Tampa Chapter

Sons of the American Revolution

October 2014



          Meeting announcement

          Sept. agenda items

          Revolution education note

          Program Schedule

          Misc. reminders and information


The October meeting of the Tampa Chapter, Sons of the American Revolution, will be on Oct. 18 at the Piccadilly Cafeteria, located at 11810 Dale Mabry Highway North, Tampa, Florida (813-963-1660).  


Revolution Note:


Battle of Point Pleasant October 10, 1774


In 1768, the Iroquois natives and the British signed the Treaty of Fort Stanwix.

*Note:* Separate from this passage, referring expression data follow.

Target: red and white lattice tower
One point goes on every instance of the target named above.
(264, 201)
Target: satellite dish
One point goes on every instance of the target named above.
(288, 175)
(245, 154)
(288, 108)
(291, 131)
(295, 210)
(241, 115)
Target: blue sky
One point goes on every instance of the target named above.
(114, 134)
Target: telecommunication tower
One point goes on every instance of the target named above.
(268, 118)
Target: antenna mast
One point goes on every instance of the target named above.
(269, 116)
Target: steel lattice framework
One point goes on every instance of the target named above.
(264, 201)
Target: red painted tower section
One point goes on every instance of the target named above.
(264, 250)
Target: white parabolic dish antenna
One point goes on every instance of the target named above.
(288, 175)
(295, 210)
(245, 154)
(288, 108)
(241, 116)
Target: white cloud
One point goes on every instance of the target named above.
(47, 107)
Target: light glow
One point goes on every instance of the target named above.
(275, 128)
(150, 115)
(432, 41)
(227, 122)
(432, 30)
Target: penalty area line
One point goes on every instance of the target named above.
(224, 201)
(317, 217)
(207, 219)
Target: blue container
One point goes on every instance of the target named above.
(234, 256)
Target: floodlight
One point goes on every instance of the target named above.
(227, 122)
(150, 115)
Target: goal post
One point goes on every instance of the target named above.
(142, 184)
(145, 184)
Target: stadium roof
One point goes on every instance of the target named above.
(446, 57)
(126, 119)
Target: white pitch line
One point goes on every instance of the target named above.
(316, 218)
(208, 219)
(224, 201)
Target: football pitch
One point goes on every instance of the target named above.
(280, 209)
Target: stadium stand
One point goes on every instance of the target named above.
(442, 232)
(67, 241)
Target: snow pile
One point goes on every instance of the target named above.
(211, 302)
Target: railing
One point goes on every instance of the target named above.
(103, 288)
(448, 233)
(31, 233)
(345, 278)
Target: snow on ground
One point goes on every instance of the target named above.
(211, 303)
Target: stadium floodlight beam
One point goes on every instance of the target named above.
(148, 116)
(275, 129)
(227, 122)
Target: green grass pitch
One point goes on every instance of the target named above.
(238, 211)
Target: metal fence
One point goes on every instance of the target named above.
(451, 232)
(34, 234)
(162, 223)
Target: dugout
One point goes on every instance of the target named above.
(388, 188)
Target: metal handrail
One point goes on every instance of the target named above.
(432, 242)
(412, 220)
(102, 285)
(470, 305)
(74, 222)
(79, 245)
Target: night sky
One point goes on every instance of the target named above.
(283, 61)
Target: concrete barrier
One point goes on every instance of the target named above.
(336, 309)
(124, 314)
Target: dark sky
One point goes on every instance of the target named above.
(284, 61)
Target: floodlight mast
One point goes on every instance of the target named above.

In this agreement, the Iroquois gave all of their lands east and south of the Ohio River to the British. While the Iroquois agreed to give up this land, most Ohio Native Americans did not, including the Delaware natives, the Seneca-Cayuga natives, and the Shawnee natives.   Following the treaty many Americans moved into the area (basically modern West Virginia) and also into areas north of the Ohio River and south west into Kentucky.  Those Native Americans who had not agreed to the treaty retaliated by attacking these settlers.  Pennsylvania militia from Ft. Pitt set out to attack the natives and burned several villages.  Lord Dunmore, Governor of Virginia immediately ordered Va. Militia into the area.  He did not want Pennsylvanians encroaching on Virginia territory and therefore decided to plant Virginia militia in the area to both protect the settlers and to solidify Virginia’s claim to the area.  Meanwhile the Shawnee continued to raid the area.  The Shawnee chief Conrstalk was originally in favor of reconciliation but due to the raiding by both sides and the burning of villages, cabins and the associated killing and kidnapping of non-combatants, decided to attack the 1000 man Virginia militia force as it approached the Ohio River.  He assembled a force of 1000 warriors and on Oct. 10, attacked the Virginians, commanded by Col. Andrew Lewis.  Lewis’s men were camped on a bluff overlooking the Ohio River.  It seems apparent that the goal of the Shawnee was to trap the Virginians on the bluff.  The battle lasted most of the day and by the end of the battle the fighting was hand to hand.  During the last part of the battle Col. Lewis sent Capt. George Matthews with a force to get on to the flank of the Shawnee.  Matthews was successful and this maneuver took pressure off the main force.  By the end of day, the Shawnee, faced with a force on their flank as well as the unbreakable line of the Virginians, retreated across the Ohio River.  A few days later Lord Dunmore showed up with a force of British regulars. A new treaty was signed and what became known as Lord Dunmore’s war was over. By the time the Virginia militia returned home the skirmishes at Lexington and Concord had taken place.  Lord Dunmore led the British effort in Virginia early in the war and actively sought the assistance of the same Native Americans his troops had fought at Point Pleasant.

It has been argued by some that the Battle of Point Pleasant should be looked at as the opening battle of the American War for Independence. The reasoning behind this is as follows.  Some Virginians came to believe that Lord Dunmore was secretly in touch with the Shawnee and that he had intentionally placed the militia on the bluff over the Ohio hoping they would be defeated (or at least isolated for a time) and thus be unable to participate in the rebellion that was afoot. It is my opinion this gives Lord Dunmore way too much credit for being able to see into the future and too much credit for long range planning (the man was not a genius to put it mildly).  Plus, his concern about both Shawnee and Pennsylvanian encroachment into Virginia territory makes perfect sense. Also, it should be noted that in the debates in the Virginia House of Burgesses, once hostilities between the Americans and British had begun, members from the northwestern areas of Virginia steadfastly defended Lord Dunmore for his actions in defending them from the Shawnee raids.


(ed. Note.  If memory serves there was a good article about Point Pleasant in the National magazine a year or so back that made the argument it was the first battle of the War for Independence and, again, if memory serves, the SAR does accept an ancestor who fought at Point Pleasant as having served in the American Army during the war and acceptable for membership.)




Below is the tentative program schedule for the remainder of 2014.



October – Panama Canal

November - CAR Joint Meeting plus Law Enforcement and Fire Fighter recognition

December - Officer Installation


Tentative 2015

Feb., April and May are reasonably nailed down but Jan. and March are still open.

Feel free to send along any suggestions to VP Charles Krug

Misc. Reminders and notes:


Chapter Website— Remember you can find information about the chapter and programs on the chapter website.  http://www.patriot-web.com/


One of the duties of the Chapter Chaplain is to send cards to our members that are sick. If you know of anyone that I need to send a card to, please mention it at our next meeting. Another duty is to send a sympathy card to the family of a member who has passed away.